Fear exists only in our minds. It has no more power than what we give it. Fear begins with a thought. All it takes is one crippling thought to send us into a downward spiral of negative thinking. So, if we have proper control over our thoughts, we will also have proper control over our fears. Instead of feeding fearful thoughts, we need to starve them. This is a lesson well-learned by Charlotte as the movie progresses. She trades her fear of facing the real world for the faith of succeeding in life. She trades the safety of her mother’s shackles for the satisfaction of personal independence; of relying on her own will and judgment, and on allowing the grace of God to supplement what she cannot do for herself.

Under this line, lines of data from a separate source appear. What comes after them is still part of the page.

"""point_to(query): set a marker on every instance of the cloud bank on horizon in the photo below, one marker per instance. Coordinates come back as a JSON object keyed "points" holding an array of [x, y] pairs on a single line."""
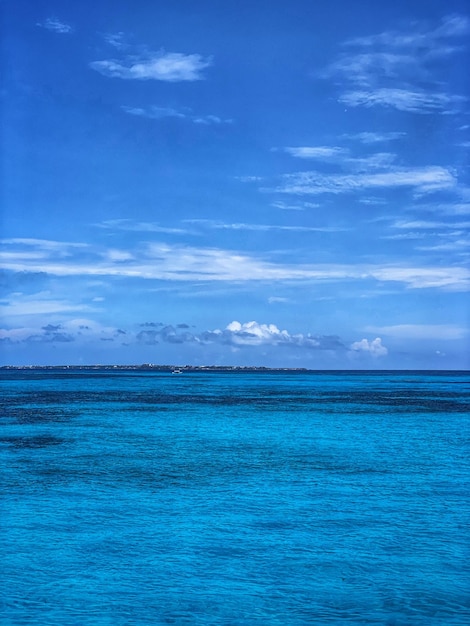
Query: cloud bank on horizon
{"points": [[315, 180]]}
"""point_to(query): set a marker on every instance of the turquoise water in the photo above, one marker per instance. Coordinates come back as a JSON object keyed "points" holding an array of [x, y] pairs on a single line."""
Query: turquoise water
{"points": [[135, 497]]}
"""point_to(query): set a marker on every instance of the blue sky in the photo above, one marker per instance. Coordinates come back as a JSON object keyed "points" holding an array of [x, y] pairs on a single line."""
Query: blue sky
{"points": [[248, 183]]}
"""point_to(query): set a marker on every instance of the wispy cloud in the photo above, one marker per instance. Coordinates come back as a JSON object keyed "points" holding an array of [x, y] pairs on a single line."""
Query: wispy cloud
{"points": [[129, 225], [421, 180], [421, 331], [263, 227], [342, 157], [177, 263], [401, 70], [323, 153], [158, 113], [164, 66], [367, 137], [42, 303], [55, 25], [116, 40], [403, 100]]}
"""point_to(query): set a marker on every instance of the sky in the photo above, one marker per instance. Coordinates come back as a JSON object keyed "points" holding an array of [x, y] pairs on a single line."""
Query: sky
{"points": [[262, 183]]}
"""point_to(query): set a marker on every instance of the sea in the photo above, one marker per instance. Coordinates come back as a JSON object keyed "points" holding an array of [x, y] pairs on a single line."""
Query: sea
{"points": [[257, 497]]}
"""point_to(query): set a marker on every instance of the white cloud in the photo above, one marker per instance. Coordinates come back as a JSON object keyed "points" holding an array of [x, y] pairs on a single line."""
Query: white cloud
{"points": [[53, 24], [421, 180], [39, 304], [117, 40], [371, 138], [323, 153], [401, 70], [169, 67], [161, 261], [342, 157], [275, 299], [373, 348], [157, 113], [264, 227], [129, 225], [421, 331], [423, 224], [412, 101]]}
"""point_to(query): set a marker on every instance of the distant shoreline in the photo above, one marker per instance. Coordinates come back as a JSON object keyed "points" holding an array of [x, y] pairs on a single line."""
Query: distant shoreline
{"points": [[181, 369]]}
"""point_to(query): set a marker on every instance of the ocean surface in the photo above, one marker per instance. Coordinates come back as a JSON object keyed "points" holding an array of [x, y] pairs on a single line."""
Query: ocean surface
{"points": [[234, 498]]}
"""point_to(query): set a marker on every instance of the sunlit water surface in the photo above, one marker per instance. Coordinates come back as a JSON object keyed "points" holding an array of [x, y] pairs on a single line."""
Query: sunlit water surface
{"points": [[135, 497]]}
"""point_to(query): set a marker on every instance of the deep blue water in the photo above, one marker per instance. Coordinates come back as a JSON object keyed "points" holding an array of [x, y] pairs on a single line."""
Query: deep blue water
{"points": [[234, 498]]}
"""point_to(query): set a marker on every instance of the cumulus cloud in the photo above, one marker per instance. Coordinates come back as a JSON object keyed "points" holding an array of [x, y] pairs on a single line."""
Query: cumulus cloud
{"points": [[373, 348], [73, 330], [238, 334], [164, 66]]}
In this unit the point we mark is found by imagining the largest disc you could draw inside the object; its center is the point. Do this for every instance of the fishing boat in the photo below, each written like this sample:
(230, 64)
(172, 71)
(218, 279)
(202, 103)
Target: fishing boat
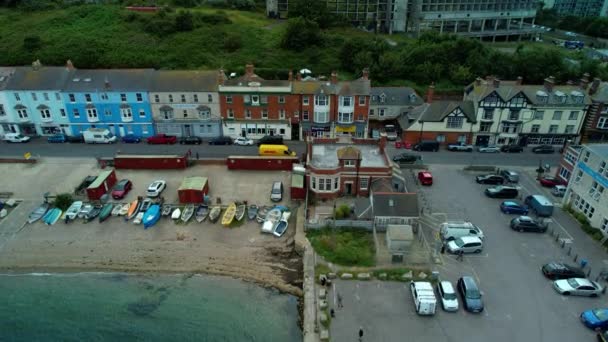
(187, 213)
(201, 213)
(272, 220)
(177, 213)
(252, 211)
(38, 213)
(282, 226)
(105, 212)
(151, 216)
(229, 214)
(215, 213)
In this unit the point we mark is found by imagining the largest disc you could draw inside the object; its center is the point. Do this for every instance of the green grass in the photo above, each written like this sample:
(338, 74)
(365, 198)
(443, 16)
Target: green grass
(344, 247)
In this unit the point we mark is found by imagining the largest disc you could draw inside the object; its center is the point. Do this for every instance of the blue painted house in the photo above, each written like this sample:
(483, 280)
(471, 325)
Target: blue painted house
(115, 99)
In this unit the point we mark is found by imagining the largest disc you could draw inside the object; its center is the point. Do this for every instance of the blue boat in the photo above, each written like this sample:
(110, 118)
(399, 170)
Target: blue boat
(151, 216)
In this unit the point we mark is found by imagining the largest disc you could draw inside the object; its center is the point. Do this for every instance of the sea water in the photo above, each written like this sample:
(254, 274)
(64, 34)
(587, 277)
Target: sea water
(121, 307)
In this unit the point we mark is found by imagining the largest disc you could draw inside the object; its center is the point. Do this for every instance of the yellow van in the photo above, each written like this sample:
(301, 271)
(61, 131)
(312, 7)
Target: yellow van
(276, 150)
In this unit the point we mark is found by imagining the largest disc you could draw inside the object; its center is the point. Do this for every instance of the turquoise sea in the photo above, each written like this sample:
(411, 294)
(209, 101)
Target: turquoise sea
(125, 307)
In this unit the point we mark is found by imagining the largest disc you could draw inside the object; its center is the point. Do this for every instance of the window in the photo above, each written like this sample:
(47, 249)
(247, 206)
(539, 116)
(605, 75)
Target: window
(454, 122)
(557, 115)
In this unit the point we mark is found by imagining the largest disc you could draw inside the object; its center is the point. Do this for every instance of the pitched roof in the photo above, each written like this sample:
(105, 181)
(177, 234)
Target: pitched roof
(82, 80)
(183, 80)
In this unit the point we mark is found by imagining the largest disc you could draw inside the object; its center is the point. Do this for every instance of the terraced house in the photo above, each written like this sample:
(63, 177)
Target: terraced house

How often in life have we chosen the safety of shackles over the satisfaction of personal independence—of believing in ourselves and in the power of God to help us? We are not helpless victims who need to rely on the power of other people to save us or make us OK. We are born with an inherent power, etched into us by God, to live our own lives, to be responsible for ourselves and to succeed through our own God-graced efforts. Sure we need the help of others in our journey through successful living. Charlotte had Lisa to help her spread her wings. But we don’t need to be dependent upon others the way Charlotte had been dependent upon her mother. No one can be our crutch for life. Sooner or later, we all have to face the world with a vibrant smile and the self-assurance that we were created to succeed.
Charlotte trades her codependence for independence and then learns to balance her independence with interdependence upon God and others. As children we are dependent upon our parents. As we become adults we need to become independent—to learn to think for ourselves and to believe in ourselves. Then we need to balance our independence with the interdependence of properly weighting our will and judgment against the will and judgment of others—most especially God. This gives us a sense of true balance and wholeness. We understand that we are an important person in this world, but that we are also only one of many important people worldwide that we are called to join hands with and to succeed together with before God.
So, let’s be like Charlotte-- trade our fearful thoughts for faith-filled thoughts. In doing so, we’ll step forward into the light of our day with faith in God and ourselves. We’ll also be better able to interdependently join hands with others, fulfill our true purpose and allow our souls to shine!